生物奈米材料共軛物之合成及分析並應用到生醫感測領域

Abstract

針對生化分子分析的應用，奈米微粒是一種非常重要的平台。奈米微粒雖然被廣泛的應用在in vivo與in vitro的研究中，但是對於此材料的生物效應仍有許多未知的地方，因此對於此新穎材料的基礎研究仍有許多的空間。本三年期計畫(2012/8~2015/7)擬合成生物奈米材料共軛物，並以溫度、尺寸、pH、離子強度等方式來操控這些分子並將其應用到生物分子辨認及生醫感測領域。本計畫可以分為兩個部份，包括奈米微粒與生物分子共軛物之交互作用並調控酵素活性、與奈米微粒應用到生物樣品之金屬離子分析。在第一部份研究中，我們研究團隊將以不同尺度之奈米微粒來操控酵素分子之活性。此部份研究我們團隊已經有相當的研究經驗，除了繼續深入瞭解其動力學參數與理論模式外，我們也將派博士後研究員到國外著名酵素研究團隊進行在水膠過程之酸鹼度、離子強度、與溫度等重要調控參數之研究，並應用到細胞與組織上。針對研究計畫的第二個部份，我們會發展出側流分析法的軟性試紙晶片來測定汞離子，並將此低成本、快速、且靈敏的分析法與台大醫院新竹分院合作進行真實樣品測定研究。

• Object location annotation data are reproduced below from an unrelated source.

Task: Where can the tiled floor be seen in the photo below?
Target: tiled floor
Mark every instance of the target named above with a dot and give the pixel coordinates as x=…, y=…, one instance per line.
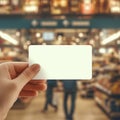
x=86, y=109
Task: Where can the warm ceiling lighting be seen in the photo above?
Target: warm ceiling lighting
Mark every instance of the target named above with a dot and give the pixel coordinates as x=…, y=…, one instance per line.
x=8, y=38
x=111, y=38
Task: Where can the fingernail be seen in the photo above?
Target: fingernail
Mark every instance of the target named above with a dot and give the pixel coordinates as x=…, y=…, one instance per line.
x=35, y=67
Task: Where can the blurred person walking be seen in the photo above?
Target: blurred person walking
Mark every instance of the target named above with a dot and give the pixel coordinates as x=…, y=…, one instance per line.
x=51, y=86
x=70, y=89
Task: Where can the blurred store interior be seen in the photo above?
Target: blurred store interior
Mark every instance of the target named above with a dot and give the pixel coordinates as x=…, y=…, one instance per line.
x=66, y=22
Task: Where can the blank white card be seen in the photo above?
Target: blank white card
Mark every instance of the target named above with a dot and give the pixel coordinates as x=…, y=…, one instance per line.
x=62, y=61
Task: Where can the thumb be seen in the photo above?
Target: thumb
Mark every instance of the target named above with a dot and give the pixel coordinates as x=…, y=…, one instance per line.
x=27, y=75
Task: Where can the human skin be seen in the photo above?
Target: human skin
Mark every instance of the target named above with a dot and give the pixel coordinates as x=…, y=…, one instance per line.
x=16, y=81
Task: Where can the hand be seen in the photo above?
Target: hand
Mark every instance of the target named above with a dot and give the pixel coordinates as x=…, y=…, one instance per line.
x=15, y=81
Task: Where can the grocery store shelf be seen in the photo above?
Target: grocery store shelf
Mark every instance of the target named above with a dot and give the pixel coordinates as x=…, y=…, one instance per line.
x=106, y=91
x=19, y=21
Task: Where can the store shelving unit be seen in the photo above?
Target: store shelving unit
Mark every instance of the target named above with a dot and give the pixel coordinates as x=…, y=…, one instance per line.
x=33, y=21
x=108, y=97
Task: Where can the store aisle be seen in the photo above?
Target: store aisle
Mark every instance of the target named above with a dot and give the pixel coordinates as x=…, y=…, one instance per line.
x=86, y=109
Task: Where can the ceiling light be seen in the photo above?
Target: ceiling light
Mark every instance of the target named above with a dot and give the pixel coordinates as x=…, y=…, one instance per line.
x=102, y=50
x=111, y=38
x=8, y=38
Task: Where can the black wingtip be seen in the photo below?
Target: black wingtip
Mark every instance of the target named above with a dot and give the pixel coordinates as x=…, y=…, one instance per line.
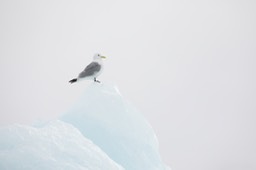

Nanoparticles demonstrate a highly attractive platform for a variety of biochemical applications. Nanoparticles have already been used for a wide range of in vitro and in vivo applications. Full realization of their potential, however, requires addressing a number of open issues, including acute and long-term health effects of nanomaterials as well as scalable, reproducible manufacturing methods and reliable metrics for characterization of these materials. The properties of nanoparticle-based systems can be engineered for individual and multimodal applications, including biomolecular recognition and biosensing as raised in this project. In the three-year proposal, we focus on two major areas of nanoparticle-biomolecule conjugate application, i.e. (i) Nanoparticle–Biomolecule Interactions for the Modulation of Enzyme Activity, and (ii) Nanoparticles in Biosensing for the Detection of Metal Ions. As to the first aim of this program, we will verify the activity of the enzyme is tunable by means of linker-free assembly of enzyme onto NPs. We will study the kinetic responses of the enzyme-functionalized NPs and theoretical model designed to explain the correlation between various effects of temperature, ionic strength, size and pH. Some important and decisive parameters such as pH value, ionic strength and reaction temperature will work together with excellent foreign team to understand the hydrogelation process and mechanism. As to the second aim for this project, we want to design the poly-thymine DNA functionalized AuNP probes that could protect the AuNPs from aggregating in the salinity solutions and employed the lateral flow analysis (LFA) to detect the Hg2+ without complicated instrumentations and technical expertise for future practical application. The disposable LFA sensor thus provides a low-cost, convenient, rapid, sensitive, and quantitative tool for the detection of biomolecular samples.